Algorithmic information theory

A description of a piece of data can always be thought of as some kind of program for reproducing the data. So if one could find the shortest program that works then this must correspond to the shortest possible description of the data—and in algorithmic information theory if this is no shorter than the data itself then the data is considered to be algorithmically random.

How long the shortest program is for a given piece of data will in general depend on what system is supposed to run the program. But in a sense the program will on the whole be as short as possible if the system is universal (see page 642). And between any two universal systems programs can differ in length by at most a constant: for one can always just add a fixed interpreter program to the programs for one system in order to make them run on the other system.

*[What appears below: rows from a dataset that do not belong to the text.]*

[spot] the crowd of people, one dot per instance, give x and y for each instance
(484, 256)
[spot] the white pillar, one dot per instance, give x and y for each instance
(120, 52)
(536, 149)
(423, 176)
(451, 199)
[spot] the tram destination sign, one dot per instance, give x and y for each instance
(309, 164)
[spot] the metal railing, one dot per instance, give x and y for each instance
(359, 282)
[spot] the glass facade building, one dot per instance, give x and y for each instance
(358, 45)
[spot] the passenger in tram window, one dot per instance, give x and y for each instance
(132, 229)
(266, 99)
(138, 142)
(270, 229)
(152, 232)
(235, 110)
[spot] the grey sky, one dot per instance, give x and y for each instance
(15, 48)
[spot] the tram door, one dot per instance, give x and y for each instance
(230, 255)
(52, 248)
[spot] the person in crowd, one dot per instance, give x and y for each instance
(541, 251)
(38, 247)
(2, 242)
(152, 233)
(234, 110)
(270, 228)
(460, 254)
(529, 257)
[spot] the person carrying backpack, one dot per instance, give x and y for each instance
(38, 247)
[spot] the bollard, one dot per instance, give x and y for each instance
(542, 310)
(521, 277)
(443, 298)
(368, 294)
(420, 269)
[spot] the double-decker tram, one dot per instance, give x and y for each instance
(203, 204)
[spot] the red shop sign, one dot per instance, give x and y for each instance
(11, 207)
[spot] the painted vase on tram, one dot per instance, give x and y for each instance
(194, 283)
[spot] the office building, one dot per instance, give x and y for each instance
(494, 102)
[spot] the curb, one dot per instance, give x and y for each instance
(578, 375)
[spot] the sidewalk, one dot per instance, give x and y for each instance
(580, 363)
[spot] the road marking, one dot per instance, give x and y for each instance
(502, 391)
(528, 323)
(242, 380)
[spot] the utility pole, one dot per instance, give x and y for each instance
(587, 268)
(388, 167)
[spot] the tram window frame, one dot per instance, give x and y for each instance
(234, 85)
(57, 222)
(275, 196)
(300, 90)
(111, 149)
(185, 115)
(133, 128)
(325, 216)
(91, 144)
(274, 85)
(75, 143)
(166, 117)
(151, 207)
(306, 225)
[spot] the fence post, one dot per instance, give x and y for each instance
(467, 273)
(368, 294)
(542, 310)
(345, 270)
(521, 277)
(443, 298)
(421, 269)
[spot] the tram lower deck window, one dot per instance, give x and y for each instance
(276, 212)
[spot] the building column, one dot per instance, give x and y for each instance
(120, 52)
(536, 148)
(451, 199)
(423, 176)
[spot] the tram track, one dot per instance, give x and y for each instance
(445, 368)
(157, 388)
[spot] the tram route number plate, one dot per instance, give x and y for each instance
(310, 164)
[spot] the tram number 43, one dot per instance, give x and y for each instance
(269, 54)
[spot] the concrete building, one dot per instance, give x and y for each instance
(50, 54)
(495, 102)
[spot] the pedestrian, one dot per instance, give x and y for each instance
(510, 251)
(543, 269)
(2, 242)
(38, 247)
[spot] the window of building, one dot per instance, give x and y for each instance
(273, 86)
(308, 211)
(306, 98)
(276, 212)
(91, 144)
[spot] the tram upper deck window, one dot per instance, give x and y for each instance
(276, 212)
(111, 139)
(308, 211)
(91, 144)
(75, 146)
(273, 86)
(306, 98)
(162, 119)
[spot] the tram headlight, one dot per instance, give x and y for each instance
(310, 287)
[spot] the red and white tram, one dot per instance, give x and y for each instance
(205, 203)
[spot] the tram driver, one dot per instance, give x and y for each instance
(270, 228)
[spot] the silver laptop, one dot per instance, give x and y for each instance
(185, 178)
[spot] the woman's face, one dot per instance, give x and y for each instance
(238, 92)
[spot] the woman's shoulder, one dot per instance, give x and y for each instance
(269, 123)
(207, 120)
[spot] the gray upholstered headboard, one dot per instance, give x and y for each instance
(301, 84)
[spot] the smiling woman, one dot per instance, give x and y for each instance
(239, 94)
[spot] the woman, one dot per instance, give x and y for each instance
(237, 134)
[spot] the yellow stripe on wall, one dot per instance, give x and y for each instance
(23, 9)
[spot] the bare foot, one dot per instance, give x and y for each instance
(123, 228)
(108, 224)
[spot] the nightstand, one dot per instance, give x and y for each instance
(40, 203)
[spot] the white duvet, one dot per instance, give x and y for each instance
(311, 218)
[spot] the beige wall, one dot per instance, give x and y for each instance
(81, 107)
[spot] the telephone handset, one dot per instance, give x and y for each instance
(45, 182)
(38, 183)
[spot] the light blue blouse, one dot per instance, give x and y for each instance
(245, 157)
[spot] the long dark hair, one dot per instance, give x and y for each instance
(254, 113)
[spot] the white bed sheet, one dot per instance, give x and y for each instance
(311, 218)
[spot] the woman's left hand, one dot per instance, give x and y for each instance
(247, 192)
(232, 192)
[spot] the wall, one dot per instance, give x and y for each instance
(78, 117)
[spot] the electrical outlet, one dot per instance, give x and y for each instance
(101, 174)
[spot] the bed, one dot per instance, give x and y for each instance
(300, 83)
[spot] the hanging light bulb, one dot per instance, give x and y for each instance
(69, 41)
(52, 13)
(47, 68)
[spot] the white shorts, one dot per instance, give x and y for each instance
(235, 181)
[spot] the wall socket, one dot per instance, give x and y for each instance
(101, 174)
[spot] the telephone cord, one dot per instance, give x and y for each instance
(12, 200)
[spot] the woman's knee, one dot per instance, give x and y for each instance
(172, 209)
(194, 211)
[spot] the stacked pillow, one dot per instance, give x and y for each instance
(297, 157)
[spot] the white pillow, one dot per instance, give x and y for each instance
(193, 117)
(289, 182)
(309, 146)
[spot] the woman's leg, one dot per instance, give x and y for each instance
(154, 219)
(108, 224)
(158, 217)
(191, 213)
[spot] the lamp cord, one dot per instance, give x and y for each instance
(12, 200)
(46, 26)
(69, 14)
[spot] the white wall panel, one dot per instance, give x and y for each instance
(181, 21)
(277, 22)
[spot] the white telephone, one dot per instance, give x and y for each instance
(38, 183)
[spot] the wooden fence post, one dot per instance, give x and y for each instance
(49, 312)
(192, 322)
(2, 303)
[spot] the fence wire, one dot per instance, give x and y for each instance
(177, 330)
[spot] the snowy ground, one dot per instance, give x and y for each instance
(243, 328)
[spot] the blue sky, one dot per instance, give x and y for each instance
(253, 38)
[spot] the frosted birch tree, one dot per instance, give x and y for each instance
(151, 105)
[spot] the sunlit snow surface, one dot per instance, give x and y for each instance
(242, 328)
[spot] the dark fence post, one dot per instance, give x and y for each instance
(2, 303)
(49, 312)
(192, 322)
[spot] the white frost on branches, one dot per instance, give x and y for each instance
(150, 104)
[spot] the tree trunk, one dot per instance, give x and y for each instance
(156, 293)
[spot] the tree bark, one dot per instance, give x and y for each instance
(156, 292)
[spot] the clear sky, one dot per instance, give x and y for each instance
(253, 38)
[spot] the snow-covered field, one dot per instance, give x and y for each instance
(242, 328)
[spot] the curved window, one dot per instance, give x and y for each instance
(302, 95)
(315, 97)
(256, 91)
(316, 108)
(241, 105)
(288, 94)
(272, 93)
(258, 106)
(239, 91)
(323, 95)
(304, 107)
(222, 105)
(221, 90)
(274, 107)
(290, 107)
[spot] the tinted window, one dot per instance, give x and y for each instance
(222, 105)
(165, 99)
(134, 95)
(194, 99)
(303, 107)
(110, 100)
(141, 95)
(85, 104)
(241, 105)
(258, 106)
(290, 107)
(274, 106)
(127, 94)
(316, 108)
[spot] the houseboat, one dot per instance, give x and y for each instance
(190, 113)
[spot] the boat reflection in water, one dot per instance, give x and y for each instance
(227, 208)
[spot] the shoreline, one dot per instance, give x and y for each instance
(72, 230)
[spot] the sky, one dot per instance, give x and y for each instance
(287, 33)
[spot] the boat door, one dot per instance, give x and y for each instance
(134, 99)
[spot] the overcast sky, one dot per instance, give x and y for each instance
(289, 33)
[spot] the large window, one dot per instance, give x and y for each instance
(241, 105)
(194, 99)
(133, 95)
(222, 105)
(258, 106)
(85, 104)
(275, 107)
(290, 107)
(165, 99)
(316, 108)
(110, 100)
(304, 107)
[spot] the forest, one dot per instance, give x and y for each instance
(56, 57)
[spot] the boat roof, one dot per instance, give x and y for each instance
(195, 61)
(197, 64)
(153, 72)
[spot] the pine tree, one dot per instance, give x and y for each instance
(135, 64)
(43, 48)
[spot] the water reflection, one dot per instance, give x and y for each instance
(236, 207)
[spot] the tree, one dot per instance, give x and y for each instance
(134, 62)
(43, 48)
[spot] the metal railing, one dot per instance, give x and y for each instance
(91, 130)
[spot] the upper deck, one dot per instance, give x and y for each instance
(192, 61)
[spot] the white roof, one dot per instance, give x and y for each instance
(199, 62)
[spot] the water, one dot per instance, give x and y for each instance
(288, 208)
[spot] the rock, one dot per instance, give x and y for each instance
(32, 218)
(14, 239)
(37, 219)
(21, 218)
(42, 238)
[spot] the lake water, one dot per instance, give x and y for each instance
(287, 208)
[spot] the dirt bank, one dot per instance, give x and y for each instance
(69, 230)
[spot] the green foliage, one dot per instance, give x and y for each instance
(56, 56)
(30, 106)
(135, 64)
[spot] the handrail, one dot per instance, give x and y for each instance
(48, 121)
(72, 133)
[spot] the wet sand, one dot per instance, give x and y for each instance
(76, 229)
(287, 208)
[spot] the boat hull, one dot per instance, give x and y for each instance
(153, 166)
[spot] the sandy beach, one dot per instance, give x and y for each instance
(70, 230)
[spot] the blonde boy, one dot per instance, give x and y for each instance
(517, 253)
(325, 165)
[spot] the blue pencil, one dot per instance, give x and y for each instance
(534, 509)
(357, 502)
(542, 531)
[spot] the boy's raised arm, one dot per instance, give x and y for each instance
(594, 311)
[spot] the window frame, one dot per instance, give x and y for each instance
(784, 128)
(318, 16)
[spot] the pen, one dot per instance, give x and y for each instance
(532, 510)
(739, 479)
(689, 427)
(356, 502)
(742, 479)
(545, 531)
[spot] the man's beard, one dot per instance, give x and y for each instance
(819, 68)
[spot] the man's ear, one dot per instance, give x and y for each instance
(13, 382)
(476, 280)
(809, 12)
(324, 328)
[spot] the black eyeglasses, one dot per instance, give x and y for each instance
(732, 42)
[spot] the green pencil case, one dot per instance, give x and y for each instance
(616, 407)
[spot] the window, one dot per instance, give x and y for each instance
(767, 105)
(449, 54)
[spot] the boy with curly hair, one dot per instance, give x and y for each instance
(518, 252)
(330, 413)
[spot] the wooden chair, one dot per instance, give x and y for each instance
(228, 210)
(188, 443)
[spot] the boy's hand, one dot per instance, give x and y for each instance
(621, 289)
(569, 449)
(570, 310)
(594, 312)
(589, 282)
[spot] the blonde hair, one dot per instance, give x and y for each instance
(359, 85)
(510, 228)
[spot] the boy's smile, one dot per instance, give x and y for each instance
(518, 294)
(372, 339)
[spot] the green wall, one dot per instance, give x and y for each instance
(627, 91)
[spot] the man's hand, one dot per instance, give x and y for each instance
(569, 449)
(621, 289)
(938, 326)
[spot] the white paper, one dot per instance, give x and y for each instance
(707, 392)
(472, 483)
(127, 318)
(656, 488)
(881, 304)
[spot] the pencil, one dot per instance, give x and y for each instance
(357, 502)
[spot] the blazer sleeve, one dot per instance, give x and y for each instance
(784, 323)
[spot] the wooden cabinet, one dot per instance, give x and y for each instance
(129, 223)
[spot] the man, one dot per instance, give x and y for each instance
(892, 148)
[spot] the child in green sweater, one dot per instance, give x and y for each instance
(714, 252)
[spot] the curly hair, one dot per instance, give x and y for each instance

As mentioned in the main text, any data generated by a simple program can by definition never be algorithmically random. And so even though algorithmic randomness is often considered in theoretical discussions (see note below) it cannot be directly relevant to the kind of randomness we see in so many systems in this book—or, I believe, in nature.

If one considers all 2^{n} possible sequences (say of 0's and 1's) of length n then it is straightforward to see that most of them must be more or less algorithmically random. For in order to have enough programs to generate all 2^{n} sequences most of the programs one uses must themselves be close to length n. (In practice there are subtleties associated with the encoding of programs that make this hold only for sufficiently large n.) But even though one knows that almost all long sequences must be algorithmically random, it turns out to be undecidable in general whether any particular sequence is algorithmically random. For in general one can give no upper limit to how much computational effort one might have to expend in order to find out whether any given short program—after any number of steps—will generate the sequence one wants.

But even though one can never expect to construct them explicitly, one can still give formal descriptions of sequences that are algorithmically random. An example due to Gregory Chaitin is the digits of the fraction Ω of initial conditions for which a universal system halts (essentially a compressed version—with various subtleties about limits—of the sequence from page 1127 giving the outcome for each initial condition). As emphasized by Chaitin, it is possible to ask questions purely in arithmetic (say about sequences of values of a parameter that yield infinite numbers of solutions to an integer equation) whose answers would correspond to algorithmically random sequences. (See page 786.)

As a reduced analog of algorithmic information theory one can for example ask what the simplest cellular automaton rule is that will generate a given sequence if started from a single black cell. Page 1186 gives some results, and suggests that sequences which require more complicated cellular automaton rules do tend to look to us more complicated and more random.